Eleni Auer glaubt nicht, dass den Entsorgern an dem nötigen Zertifikat überhaupt gelegen ist. Die Pressesprecherin der Landesvereinigung Bauwirtschaft Baden-Württemberg sagt, man habe den Erlass des Ministeriums zunächst begrüßt – „bis wir gemerkt haben, dass die Betreiber der Müllverbrennungsanlagen die Genehmigung gar nicht beantragen möchten“. Schließlich handele es sich um eine Sondermüll-Verbrennung, was in der Öffentlichkeit ein „heikles Thema“ sei, und die Debatte darüber „politisch nicht gewollt“. Nach den Angaben der Landesvereinigung Bauwirtschaft ist die Entsorgung von Polystyrol-Dämmstoffen nur in einer Sondermüll-Verbrennungsanlage bei Ulm möglich – sie hat das Zertifikat beantragt.

Preise steigen auf bis zu 1700 Euro pro Tonne

Die Preise für die fachgerechte Entsorgung steigen derweil exorbitant. Statt bislang rund 200 Euro pro Tonne, schätzt die Landesvereinigung Bauwirtschaft, werden nun 1700 Euro und mehr für die Beseitigung der Dämmabfälle verlangt. Auch für Otto Koblinger dürfte die Entsorgung seiner Abfälle teuer werden.
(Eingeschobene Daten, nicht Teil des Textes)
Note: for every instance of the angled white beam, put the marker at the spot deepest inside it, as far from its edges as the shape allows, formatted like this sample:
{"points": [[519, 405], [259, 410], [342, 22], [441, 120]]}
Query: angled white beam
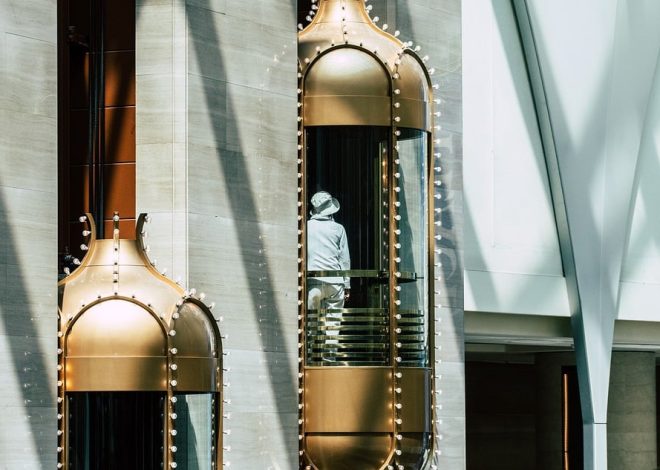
{"points": [[591, 69]]}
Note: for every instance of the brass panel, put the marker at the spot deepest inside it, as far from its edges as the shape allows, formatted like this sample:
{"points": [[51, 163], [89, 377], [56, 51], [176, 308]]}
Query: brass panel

Der Hersteller, so Koblinger, habe angeboten, die Dämmreste zurückzunehmen und bei sich zu lagern. Gegen eine „höhere Gebühr“.

HBCD, kurz für Hexabromcyclododecan, ist ein bromhaltiges Kohlenwasserstoffmolekül. Der Stoff wurde lange als Flammschutzmittel in Polystyrol-Dämmstoffen verwendet, die besser unter dem Markennamen Styropor bekannt sind.

Im Jahr 2013 wurde HBCD im Rahmen der sogenannten Stockholm-Konvention, einem internationalen Übereinkommen über Schadstoffe, als schwer abbaubar eingestuft. Seit diesem März dürfen Produkte, die mehr als 0,1 Prozent HBCD enthalten, in der Europäischen Union nicht mehr hergestellt oder in Umlauf gebracht werden. Seit dem 30. September gelten die Stoffe als gefährliche Abfälle.

Auf die Umwelt hat HBCD teils schwerwiegende Auswirkungen. Laut dem Umweltbundesamt reichert sich der giftige Stoff in Lebewesen an. In Fischen, Meeressäugern oder Raubvögeln in arktischen Regionen wurde der Stoff nachgewiesen. Es wird vor Gesundheitsproblemen bei Säuglingen durch Muttermilch gewarnt. Auch in Lebensmitteln ist HBCD teilweise nachzuweisen – wenn auch in geringen Konzentrationen.

HBCD wurde vor allem in Polystyrol-Dämmstoffen für Gebäude eingesetzt. Teilweise kommt es auch in Verpackungskunststoffen vor, etwa für Elektrogeräte. In geringen Mengen wird der Stoff zur Beschichtung von Vorhängen oder Möbelbezügen verwendet.